Поезд приходил в райцентр к полудню, оттуда до посёлка автобусом или попуткой час езды. Стало быть, к обеду. Рита смотрела на дорогу, на тот самый поворот, из-за которого тринадцать лет назад уехал её Андрей и из-за которого когда-то, целую жизнь назад, выехала попутка с ней самой, чужой и никому не нужной. Солнце поднималось к полудню медленно, будто и оно тянуло время.

И вот на дороге показалось облачко пыли. Оно росло, приближалось, и вот уже видно стало, что это идёт грузовик, попутка, какие ходят от станции. Грузовик сбавил у поворота, свернул на Садовую, затрясся по колеям к Лагутину дому. Народ у забора затих, и стало слышно, как стучит у Риты сердце.

Машина остановилась. Хлопнула дверца кабины. С подножки тяжело спрыгнул немолодой широкоплечий мужик в дорожном, и Рита узнала Андрея, постаревшего, поседевшего, своего, и рванулась было к нему, но ноги не пошли, приросли к земле.

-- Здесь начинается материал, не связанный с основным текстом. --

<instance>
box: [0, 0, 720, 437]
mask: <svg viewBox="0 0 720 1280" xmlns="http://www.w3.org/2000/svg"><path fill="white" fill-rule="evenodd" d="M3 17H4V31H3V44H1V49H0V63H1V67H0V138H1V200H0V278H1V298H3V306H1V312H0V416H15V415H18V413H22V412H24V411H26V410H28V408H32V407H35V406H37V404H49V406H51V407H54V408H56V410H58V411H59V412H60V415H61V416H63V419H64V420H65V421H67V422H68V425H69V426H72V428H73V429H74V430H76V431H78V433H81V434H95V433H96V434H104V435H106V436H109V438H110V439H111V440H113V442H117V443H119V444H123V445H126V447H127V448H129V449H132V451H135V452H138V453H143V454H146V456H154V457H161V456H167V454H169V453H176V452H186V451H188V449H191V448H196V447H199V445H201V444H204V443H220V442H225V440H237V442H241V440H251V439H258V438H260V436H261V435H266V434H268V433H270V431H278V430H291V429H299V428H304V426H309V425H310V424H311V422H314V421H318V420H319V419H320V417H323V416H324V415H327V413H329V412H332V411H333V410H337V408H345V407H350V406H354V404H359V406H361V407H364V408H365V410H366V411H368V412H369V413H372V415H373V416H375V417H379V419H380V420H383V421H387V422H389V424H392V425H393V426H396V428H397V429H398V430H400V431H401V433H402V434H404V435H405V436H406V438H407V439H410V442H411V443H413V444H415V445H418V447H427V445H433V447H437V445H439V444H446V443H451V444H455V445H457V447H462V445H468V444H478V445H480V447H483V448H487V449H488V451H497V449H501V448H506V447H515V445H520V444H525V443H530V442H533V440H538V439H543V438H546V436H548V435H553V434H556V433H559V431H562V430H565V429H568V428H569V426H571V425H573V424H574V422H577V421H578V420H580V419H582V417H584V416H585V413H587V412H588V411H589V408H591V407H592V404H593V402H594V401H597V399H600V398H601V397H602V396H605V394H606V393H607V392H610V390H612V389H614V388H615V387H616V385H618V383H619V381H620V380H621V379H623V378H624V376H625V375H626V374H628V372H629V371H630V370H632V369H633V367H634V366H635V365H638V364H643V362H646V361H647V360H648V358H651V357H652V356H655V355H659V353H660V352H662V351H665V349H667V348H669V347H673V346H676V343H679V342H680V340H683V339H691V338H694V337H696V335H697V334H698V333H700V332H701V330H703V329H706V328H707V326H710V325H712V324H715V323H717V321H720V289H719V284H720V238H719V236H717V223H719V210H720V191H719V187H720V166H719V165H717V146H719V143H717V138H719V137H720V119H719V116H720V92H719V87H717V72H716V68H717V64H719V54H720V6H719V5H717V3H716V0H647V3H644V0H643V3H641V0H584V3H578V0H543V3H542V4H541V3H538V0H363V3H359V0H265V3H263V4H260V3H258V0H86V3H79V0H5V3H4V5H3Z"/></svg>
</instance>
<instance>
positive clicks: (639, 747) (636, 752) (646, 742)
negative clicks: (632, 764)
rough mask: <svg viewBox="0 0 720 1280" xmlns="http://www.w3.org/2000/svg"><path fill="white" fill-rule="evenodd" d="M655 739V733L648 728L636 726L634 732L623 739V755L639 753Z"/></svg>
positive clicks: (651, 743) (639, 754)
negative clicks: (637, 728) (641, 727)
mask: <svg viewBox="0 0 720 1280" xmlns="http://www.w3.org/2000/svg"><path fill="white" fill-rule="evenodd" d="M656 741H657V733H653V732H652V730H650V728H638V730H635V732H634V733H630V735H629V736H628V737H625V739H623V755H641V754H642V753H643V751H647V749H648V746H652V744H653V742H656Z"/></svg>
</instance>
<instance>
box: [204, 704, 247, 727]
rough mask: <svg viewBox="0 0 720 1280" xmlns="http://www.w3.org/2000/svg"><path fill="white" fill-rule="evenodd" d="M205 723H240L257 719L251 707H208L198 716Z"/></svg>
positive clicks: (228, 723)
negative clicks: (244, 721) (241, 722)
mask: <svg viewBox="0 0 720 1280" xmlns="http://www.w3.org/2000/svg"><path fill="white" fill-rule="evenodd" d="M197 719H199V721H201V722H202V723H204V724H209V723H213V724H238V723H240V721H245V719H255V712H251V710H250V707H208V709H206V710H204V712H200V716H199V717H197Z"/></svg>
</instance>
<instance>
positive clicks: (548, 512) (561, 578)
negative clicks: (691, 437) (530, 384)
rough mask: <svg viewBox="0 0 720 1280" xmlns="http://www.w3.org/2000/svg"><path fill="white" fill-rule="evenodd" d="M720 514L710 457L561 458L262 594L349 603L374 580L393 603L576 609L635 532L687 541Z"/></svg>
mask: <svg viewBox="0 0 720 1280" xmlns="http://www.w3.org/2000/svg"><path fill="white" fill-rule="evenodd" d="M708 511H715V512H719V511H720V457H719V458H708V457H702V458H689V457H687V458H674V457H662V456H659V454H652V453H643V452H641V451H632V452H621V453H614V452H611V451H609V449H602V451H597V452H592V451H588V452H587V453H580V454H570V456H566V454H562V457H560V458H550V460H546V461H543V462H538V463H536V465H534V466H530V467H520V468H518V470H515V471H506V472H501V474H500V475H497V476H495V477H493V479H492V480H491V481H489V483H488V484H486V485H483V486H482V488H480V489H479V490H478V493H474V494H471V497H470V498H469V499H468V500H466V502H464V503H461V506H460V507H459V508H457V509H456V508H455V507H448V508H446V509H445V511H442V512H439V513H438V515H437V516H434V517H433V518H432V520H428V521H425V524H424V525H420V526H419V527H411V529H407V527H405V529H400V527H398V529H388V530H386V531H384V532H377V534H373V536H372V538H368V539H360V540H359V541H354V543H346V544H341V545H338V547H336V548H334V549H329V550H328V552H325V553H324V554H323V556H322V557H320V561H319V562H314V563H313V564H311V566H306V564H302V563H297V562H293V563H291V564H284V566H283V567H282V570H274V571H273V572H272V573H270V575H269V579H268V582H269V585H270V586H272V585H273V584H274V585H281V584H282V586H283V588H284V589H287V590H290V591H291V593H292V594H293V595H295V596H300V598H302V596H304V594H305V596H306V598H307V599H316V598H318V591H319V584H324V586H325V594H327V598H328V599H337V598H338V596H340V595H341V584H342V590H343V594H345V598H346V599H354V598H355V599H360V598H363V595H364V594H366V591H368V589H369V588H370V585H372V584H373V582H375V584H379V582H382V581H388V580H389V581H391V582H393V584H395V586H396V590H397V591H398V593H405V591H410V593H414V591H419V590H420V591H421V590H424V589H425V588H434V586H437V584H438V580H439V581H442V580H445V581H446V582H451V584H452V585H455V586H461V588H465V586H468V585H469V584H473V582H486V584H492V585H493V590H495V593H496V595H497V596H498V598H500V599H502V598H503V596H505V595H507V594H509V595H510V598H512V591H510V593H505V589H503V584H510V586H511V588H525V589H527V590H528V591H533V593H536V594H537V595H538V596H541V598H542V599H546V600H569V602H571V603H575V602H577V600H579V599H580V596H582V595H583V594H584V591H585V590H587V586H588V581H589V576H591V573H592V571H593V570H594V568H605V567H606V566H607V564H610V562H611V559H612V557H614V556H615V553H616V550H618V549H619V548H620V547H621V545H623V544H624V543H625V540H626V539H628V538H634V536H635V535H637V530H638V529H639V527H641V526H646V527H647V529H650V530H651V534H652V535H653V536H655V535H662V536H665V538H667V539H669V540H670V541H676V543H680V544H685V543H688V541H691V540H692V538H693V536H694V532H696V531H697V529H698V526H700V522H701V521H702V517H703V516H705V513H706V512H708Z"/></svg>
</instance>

Потому что следом за Андреем из кабины спускался кто-то ещё. Молодой, высокий, с отцовой статью, и Рита, ахнув, узнала Петю, сына, живого, целого, на своих ногах. А из-за борта грузовика, из кузова, Андрей уже принимал на руки кого-то третьего, бережно, осторожно, и помогал сойти на землю молодой женщине в платке, которую Рита видела впервые в жизни. А женщина прижимала к себе укутанный свёрток. И свёрток шевелился.